A year after the unsolved murder of a rich and handsome prep school boy whose body was found on the grounds of a nearby exclusive girl’s school, a card with his photo and the words “I know who killed him” is posted on a bulletin board at the girl’s school. The post reignites the stalled case, teaming detectives Stephen Moran and Antoinette Conway. He’s hoping his work on the case will elevate him from cold cases to murder squad, and she’s hoping to finally solve the failed first case where she was lead detective. They’re both working class Dubs who have very different reactions to St. Kilda’s — he’s charmed by its elite beauty and she resents its old school privilege. The suspects are two quartets of girls, one led by a classic Queen Bee whose followers fear her anger and retribution and the other a foursome of genuine and somewhat quirky friends. Of course, the quartets despise each other individually and collectively a la mean girls. The novel intercuts now and then stories, with the now covering the intensive one-day investigation that leads to a solve and the then story covering the school years before and after the murder. Although I am a big fan of Tana French and enjoyed all her earlier novels, especially the incomparable Faithful Place, The Secret Place just didn’t work for me for a couple of reasons. First, I wasn’t very interested in the teen suspects and their mean-girl subtext, which focused on the shallowest adolescent concerns with a handful of endlessly repeated teenspeak phrases and attitudes.
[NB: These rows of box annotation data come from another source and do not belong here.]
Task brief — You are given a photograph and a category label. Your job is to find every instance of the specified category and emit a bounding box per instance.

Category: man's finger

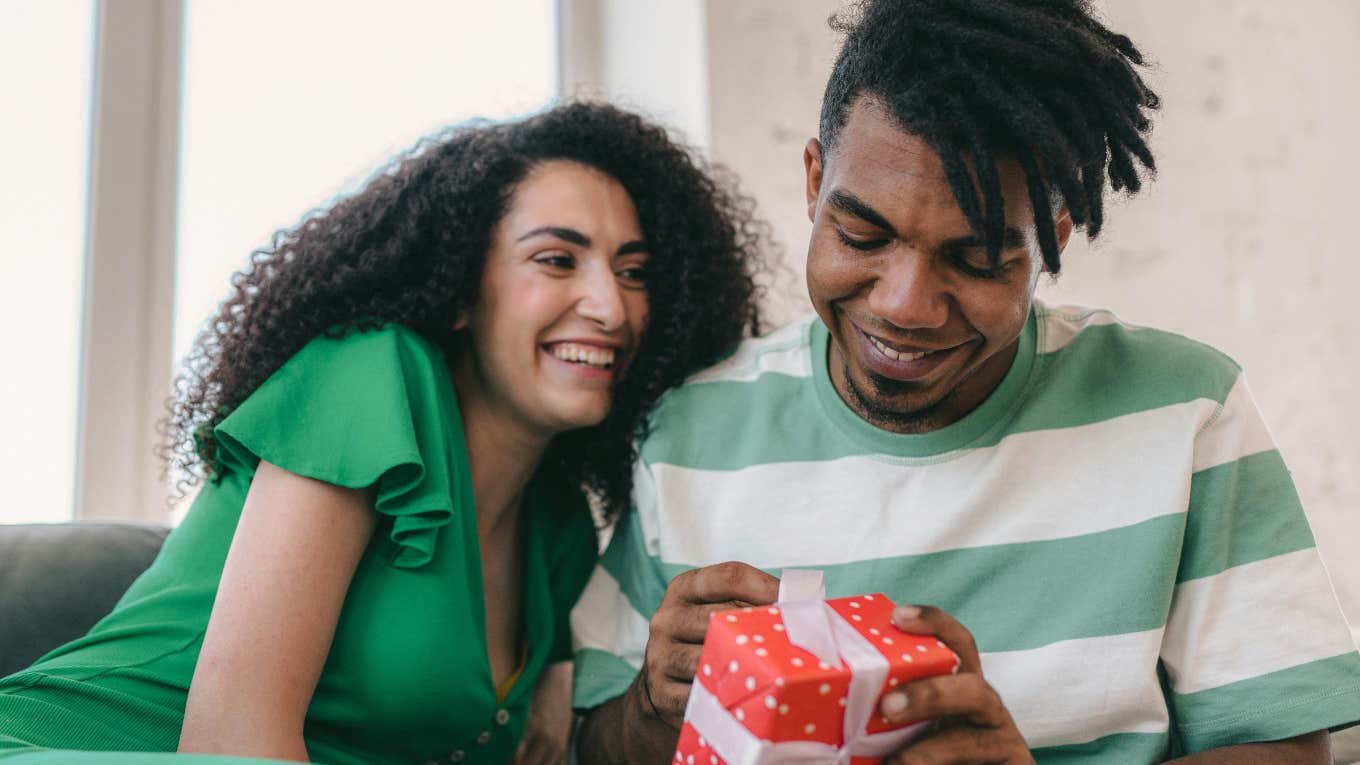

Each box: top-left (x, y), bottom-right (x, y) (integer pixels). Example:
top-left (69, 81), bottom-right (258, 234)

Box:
top-left (883, 727), bottom-right (1009, 765)
top-left (672, 561), bottom-right (779, 606)
top-left (653, 642), bottom-right (703, 682)
top-left (892, 606), bottom-right (982, 674)
top-left (879, 672), bottom-right (1010, 728)
top-left (651, 600), bottom-right (761, 645)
Second, the setting was extremely limited — the girl’s school, the school grounds, the center court of a shopping center, and a weed-choked lot where the teens gathered — and constantly revisiting the same places for the same adolescent BS was tedious. Finally, French gave me no reason to care about the victim, which made it hard to care about who killed him. Although at 464 pages the novel wasn’t any longer than French’s other tales of the Dublin murder squad, it felt very long as I read it. My objections to this novel arise from a personal preference: I’m not a fan of coming-of-age novels and do my best to steer clear of teen protagonists. For the many Tana French fans who don’t share that view, The Secret Place will likely work very well indeed.